Garber: MLS to keep adding teams like there’s no tomorrow

During halftime of last night’s MLS All-Star Game — in which the league’s best players were trounced by a club team that finished 7th in the Italian league last season — MLS commissioner Don Garber announced that the league will expand by another four teams, to 24, by the year 2020.

That would just continue the crazy pace that MLS has been on since 2005, when it had only ten teams; NYC F.C. is set to become the league’s 20th team in 2015, meaning the league will keep on adding one team a year (with one year off, maybe) through the end of the decade. Possible expansion targets could include Miami, Atlanta, Sacramento, Orlando, Detroit, Minneapolis, and probably a few others that the AP and I are both forgetting.

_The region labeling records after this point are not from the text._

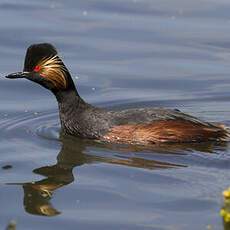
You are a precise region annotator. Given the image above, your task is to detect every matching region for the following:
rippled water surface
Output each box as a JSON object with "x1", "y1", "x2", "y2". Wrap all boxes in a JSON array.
[{"x1": 0, "y1": 0, "x2": 230, "y2": 230}]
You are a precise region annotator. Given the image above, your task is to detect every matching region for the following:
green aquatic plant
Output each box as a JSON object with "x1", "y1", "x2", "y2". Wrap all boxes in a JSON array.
[{"x1": 220, "y1": 187, "x2": 230, "y2": 230}]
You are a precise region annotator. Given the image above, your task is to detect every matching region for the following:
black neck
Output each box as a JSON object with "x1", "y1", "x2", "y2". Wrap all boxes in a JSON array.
[{"x1": 53, "y1": 79, "x2": 91, "y2": 134}]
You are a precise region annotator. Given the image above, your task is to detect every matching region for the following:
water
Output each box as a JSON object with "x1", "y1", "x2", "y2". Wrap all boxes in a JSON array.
[{"x1": 0, "y1": 0, "x2": 230, "y2": 230}]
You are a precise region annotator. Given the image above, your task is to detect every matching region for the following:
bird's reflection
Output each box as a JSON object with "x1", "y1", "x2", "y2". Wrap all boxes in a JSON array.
[{"x1": 7, "y1": 137, "x2": 228, "y2": 216}]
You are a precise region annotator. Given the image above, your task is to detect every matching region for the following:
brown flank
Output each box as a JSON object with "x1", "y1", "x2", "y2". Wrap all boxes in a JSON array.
[{"x1": 103, "y1": 120, "x2": 229, "y2": 145}]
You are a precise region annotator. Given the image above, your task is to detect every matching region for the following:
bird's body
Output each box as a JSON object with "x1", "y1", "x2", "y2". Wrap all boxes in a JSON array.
[{"x1": 4, "y1": 44, "x2": 228, "y2": 145}]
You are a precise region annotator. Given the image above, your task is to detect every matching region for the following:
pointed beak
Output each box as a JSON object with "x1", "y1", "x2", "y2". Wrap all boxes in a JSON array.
[{"x1": 6, "y1": 72, "x2": 29, "y2": 79}]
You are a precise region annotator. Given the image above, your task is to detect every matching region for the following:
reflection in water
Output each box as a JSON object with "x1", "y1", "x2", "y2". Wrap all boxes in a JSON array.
[{"x1": 6, "y1": 137, "x2": 228, "y2": 216}]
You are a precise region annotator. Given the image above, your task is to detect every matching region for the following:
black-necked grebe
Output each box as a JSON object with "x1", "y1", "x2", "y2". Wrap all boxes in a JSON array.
[{"x1": 6, "y1": 43, "x2": 228, "y2": 145}]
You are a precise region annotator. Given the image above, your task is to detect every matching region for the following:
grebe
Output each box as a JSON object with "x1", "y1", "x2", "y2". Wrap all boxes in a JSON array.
[{"x1": 6, "y1": 43, "x2": 228, "y2": 145}]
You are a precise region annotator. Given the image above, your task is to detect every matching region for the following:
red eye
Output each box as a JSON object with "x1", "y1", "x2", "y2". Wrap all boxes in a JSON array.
[{"x1": 34, "y1": 65, "x2": 41, "y2": 72}]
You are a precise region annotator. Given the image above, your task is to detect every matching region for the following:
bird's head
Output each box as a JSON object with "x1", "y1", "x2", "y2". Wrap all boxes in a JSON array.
[{"x1": 6, "y1": 43, "x2": 74, "y2": 92}]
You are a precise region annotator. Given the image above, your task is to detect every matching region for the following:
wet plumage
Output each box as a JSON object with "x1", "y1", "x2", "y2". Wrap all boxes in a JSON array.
[{"x1": 4, "y1": 43, "x2": 228, "y2": 145}]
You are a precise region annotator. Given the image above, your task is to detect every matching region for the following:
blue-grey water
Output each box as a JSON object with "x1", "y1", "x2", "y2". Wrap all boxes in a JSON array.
[{"x1": 0, "y1": 0, "x2": 230, "y2": 230}]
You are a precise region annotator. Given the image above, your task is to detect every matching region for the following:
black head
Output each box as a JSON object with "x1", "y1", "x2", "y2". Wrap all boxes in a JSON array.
[{"x1": 6, "y1": 43, "x2": 74, "y2": 92}]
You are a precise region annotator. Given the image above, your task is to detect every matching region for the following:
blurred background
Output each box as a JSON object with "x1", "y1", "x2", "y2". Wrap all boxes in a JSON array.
[{"x1": 0, "y1": 0, "x2": 230, "y2": 230}]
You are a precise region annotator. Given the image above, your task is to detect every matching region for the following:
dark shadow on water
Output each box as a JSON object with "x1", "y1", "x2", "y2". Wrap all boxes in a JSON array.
[{"x1": 6, "y1": 137, "x2": 229, "y2": 216}]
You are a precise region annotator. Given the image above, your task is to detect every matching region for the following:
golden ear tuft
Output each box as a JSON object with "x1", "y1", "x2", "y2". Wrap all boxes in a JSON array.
[{"x1": 37, "y1": 55, "x2": 67, "y2": 89}]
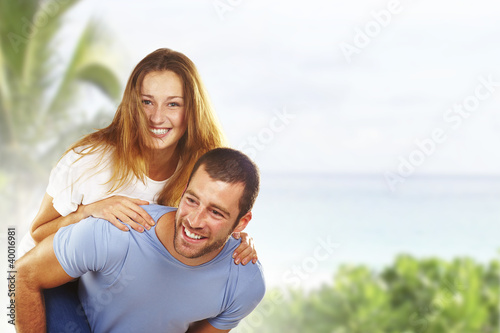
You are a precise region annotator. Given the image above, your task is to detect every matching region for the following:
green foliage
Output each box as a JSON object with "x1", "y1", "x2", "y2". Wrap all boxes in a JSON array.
[
  {"x1": 0, "y1": 0, "x2": 122, "y2": 224},
  {"x1": 0, "y1": 0, "x2": 121, "y2": 181},
  {"x1": 238, "y1": 255, "x2": 500, "y2": 333}
]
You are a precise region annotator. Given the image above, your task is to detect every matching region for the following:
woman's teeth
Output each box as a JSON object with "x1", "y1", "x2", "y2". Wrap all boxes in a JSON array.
[{"x1": 149, "y1": 128, "x2": 170, "y2": 135}]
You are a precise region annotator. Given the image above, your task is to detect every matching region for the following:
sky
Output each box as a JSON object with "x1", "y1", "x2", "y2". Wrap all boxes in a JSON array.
[
  {"x1": 61, "y1": 0, "x2": 500, "y2": 177},
  {"x1": 0, "y1": 0, "x2": 500, "y2": 330}
]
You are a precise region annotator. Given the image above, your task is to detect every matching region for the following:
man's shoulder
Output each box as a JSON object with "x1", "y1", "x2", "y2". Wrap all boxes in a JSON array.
[
  {"x1": 141, "y1": 204, "x2": 177, "y2": 221},
  {"x1": 224, "y1": 237, "x2": 264, "y2": 286}
]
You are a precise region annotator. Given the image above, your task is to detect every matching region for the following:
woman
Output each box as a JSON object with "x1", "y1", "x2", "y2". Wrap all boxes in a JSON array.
[
  {"x1": 20, "y1": 49, "x2": 257, "y2": 331},
  {"x1": 21, "y1": 49, "x2": 257, "y2": 264}
]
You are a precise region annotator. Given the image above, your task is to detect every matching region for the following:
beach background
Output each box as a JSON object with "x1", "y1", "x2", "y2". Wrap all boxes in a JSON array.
[{"x1": 0, "y1": 0, "x2": 500, "y2": 332}]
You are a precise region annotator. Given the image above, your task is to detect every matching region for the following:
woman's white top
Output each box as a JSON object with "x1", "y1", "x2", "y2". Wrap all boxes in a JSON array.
[{"x1": 18, "y1": 150, "x2": 168, "y2": 257}]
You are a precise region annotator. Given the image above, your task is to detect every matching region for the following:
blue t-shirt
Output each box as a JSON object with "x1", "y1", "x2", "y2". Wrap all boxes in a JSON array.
[{"x1": 54, "y1": 205, "x2": 265, "y2": 333}]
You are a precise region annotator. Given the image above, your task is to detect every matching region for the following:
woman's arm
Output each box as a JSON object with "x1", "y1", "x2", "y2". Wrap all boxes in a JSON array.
[
  {"x1": 30, "y1": 193, "x2": 154, "y2": 244},
  {"x1": 233, "y1": 232, "x2": 258, "y2": 266},
  {"x1": 30, "y1": 193, "x2": 87, "y2": 244}
]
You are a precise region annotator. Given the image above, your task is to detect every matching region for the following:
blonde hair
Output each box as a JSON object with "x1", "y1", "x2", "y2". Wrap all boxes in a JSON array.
[{"x1": 68, "y1": 48, "x2": 225, "y2": 207}]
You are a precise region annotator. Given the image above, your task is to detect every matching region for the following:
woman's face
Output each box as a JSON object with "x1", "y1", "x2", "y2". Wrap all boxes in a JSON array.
[{"x1": 141, "y1": 71, "x2": 187, "y2": 150}]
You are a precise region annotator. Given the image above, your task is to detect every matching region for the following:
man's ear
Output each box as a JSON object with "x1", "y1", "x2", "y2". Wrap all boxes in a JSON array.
[{"x1": 233, "y1": 212, "x2": 252, "y2": 232}]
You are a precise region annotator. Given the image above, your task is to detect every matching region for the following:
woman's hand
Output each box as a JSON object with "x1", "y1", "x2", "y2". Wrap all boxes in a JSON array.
[
  {"x1": 83, "y1": 196, "x2": 155, "y2": 232},
  {"x1": 233, "y1": 232, "x2": 258, "y2": 265}
]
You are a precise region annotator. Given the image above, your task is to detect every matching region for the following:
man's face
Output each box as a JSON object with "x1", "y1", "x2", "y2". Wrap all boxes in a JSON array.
[{"x1": 174, "y1": 166, "x2": 251, "y2": 262}]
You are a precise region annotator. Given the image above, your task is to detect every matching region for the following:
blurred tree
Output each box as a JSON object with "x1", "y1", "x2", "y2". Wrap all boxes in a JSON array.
[
  {"x1": 0, "y1": 0, "x2": 121, "y2": 231},
  {"x1": 238, "y1": 255, "x2": 500, "y2": 333}
]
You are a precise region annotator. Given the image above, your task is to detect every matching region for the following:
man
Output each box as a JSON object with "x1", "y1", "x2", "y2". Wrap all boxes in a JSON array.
[{"x1": 16, "y1": 148, "x2": 265, "y2": 333}]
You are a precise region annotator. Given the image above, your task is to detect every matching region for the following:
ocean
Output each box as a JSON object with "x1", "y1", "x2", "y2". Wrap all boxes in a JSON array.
[{"x1": 247, "y1": 173, "x2": 500, "y2": 289}]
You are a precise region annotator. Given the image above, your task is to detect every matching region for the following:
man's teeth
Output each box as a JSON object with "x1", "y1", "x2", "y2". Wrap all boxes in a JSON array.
[
  {"x1": 149, "y1": 128, "x2": 169, "y2": 135},
  {"x1": 184, "y1": 228, "x2": 201, "y2": 239}
]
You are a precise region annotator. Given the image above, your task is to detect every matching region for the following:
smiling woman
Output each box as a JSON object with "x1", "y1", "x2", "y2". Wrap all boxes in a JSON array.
[{"x1": 15, "y1": 49, "x2": 257, "y2": 331}]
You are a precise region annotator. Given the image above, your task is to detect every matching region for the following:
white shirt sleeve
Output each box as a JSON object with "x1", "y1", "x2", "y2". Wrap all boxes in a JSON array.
[{"x1": 47, "y1": 151, "x2": 83, "y2": 216}]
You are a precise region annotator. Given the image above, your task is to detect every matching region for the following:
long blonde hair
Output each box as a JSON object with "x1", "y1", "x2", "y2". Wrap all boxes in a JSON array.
[{"x1": 68, "y1": 48, "x2": 225, "y2": 207}]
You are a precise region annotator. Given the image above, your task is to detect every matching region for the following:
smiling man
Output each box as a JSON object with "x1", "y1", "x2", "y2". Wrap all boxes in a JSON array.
[{"x1": 16, "y1": 148, "x2": 265, "y2": 333}]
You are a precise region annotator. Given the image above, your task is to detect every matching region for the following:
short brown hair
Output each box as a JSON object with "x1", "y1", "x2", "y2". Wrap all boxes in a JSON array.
[{"x1": 188, "y1": 148, "x2": 260, "y2": 222}]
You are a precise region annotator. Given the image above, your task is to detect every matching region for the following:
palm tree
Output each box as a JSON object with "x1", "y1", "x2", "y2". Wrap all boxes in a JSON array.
[{"x1": 0, "y1": 0, "x2": 121, "y2": 231}]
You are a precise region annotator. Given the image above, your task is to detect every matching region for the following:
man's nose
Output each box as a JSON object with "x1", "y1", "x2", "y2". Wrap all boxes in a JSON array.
[{"x1": 188, "y1": 207, "x2": 205, "y2": 228}]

This is likely to mean more attempts at stadium deals, which are already burbling under the surface in many of those cities (Sacramento Mayor Kevin Johnson declared his renewed support for a soccer stadium there earlier this week). On the one hand, the pre-announcement of so much expansion should actually give more leverage to city mayors to drive a harder bargain on stadium deals, since if MLS needs to come up with sites for four more teams, they’re going to have to take pretty much whatever stadiums they can get. On the other hand, city mayors don’t really seem to understand leverage, so it probably won’t matter.

Elk Grove still insists it’s serious about this whole MLS stadium deal

So you thought that this was going to be the last you heard about Elk Grove, California, in this space? Think again, puny human! From News10 (warning, annoying autoplay video, plus misspelling of “Good Morning”):

Elk Grove City Council voted unanimously Wednesday night to move forward with acquiring the land to build a new stadium.

The proposal includes looking at building a new sports complex on a 120 acre parcel of land by the partially built Elk Grove Promenade mall. The plan is to build a stadium that would seat as many as 18,000 people. The price tag for that would be about $100 million and would be financed in a combination of bonds and possibly ticket sales, parking, naming rights, lease payments to the ownership group.

Sorry, I forgot the warning for “thinking that bonds and ticket sales are two parallel items, even though one is a way of borrowing money and the other is a way of raising revenues to pay off those debts.”

Elk Grove will apparently consider three sizes of stadiums: a $40 million 8,000-seat minor-league stadium, an $80 million 15,000-seat one, or a $100 million 18,000-seat one. Also, the vote was apparently moved up after dozens of youth soccer players wearing jerseys filed into the hearing room to support the plan. Because that’s just the way that Elk Grove rolls.

Sacramento suburb thinks building a $100m soccer stadium would be “economic driver”

If you thought that everybody was already looking to get into the MLS expansion team race, you may need to expand your definition of “everybody.” The latest contender: Sacramento suburb Elk Grove, which according to the Sacramento Bee (paywall in place, but just cancel out before the nag box has loaded and you can read the article fine) “is shooting for a major league goal of building a $100 million soccer stadium filled with 18,000 screaming fans.” The Elk Grove city council “has not identified a revenue source” for building the stadium, writes the Bee, and doesn’t have a site, and doesn’t know whether there’s public support for any of this.

Still, they’re going ahead with exploring the idea, as they “see the proposal as an economic driver and a catalyst to finish construction of the abandoned Elk Grove Promenade mall.” Because surely developers will be all over building a mall once they find out that 18,000 fans, screaming or otherwise, will be driving past 17 times a year. If Elk Grove even ends up getting an MLS franchise, since it’d be in competition for one with Sacramento, along with about a billion other cities.

I have to hand it to MLS, frankly: They’ve managed to take what could have been seen as a disadvantage — they’re not quite popular enough to be considered a major sports league — and turned it into a selling point: By considering pretty much anyone for expansion franchises, regardless of market size, they’re getting all sorts of localities with delusions of grandeur (or at least “economic drivers”) to throw money at soccer-only stadiums. Though they still have a long way to go before they can catch the true pioneers of this strategy.